Alzheimer’s precursor protein controls its own fate

A research team led by the University of South Florida Department of Psychiatry & Behavioral Neurosciences has found that a fragment of the amyloid precursor protein (APP) – known as sAPP-α and associated with Alzheimer’s disease – appears to regulate its own production. The finding may lead to ways to prevent or treat Alzheimer’s disease by controlling the regulation of APP.

Their study is published online in Nature Communications. “The purpose of this study was to help better understand why, in most cases of Alzheimer’s disease, the processing of APP becomes deregulated, which leads to the formation of protein deposits and neuron loss,” said study senior author Dr. Jun Tan, professor of psychiatry and the Robert A. Silver Chair, Rashid Laboratory for Developmental Neurobiology at the USF Silver Child Development Center. “The many risk factors for Alzheimer’s disease can change the way APP is processed, and these changes appear to promote plaque formation and neuron loss.”

An estimated 30 million people worldwide and 5 million in the U.S. have Alzheimer’s. With the aging of the “Baby Boom” generation, the prevalence of the debilitating disease is expected to increase dramatically in the U.S. in the coming years. Currently, there are no disease-modifying treatments to prevent, reverse or halt the progression of Alzheimer’s disease, only medications that may improve symptoms for a short time.

“For the first time, we have direct evidence that a secreted portion of APP itself, so called ‘sAPP-α,’ acts as an essential stop-gap mechanism,” said the study’s lead author Dr. Demian Obregon, a resident specializing in research in the Department of Psychiatry & Behavioral Neurosciences at USF Health. “Risk factors associated with Alzheimer’s disease lead to a decline in sAPP-α levels, which results in excessive activity of a key enzyme in Aβ formation,”

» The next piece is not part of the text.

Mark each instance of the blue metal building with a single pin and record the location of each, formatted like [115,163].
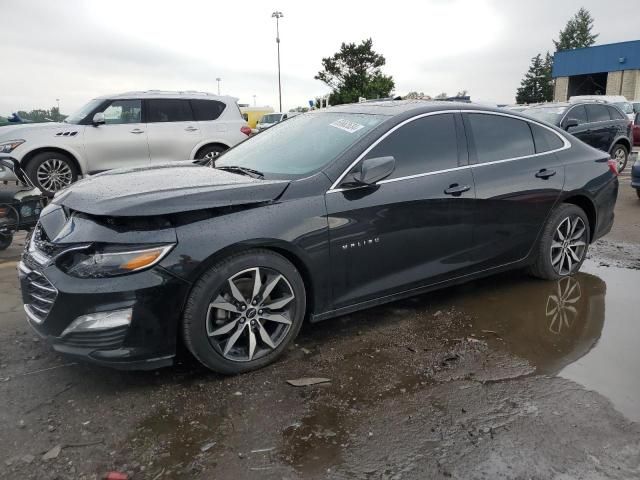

In initial studies using cells, and in follow-up studies using mice genetically engineered to mimic Alzheimer’s disease, the investigators found that the neutralization of sAPP-α leads to enhanced Aβ formation. This activity depended on sAPP-α’s ability to associate with the APP-converting enzyme, BACE1. When this interaction was blocked, Aβ formation was restored.

The authors suggest that through monitoring and correcting low sAPP-α levels, or through enhancing its association with BACE, Alzheimer’s disease may be prevented or treated.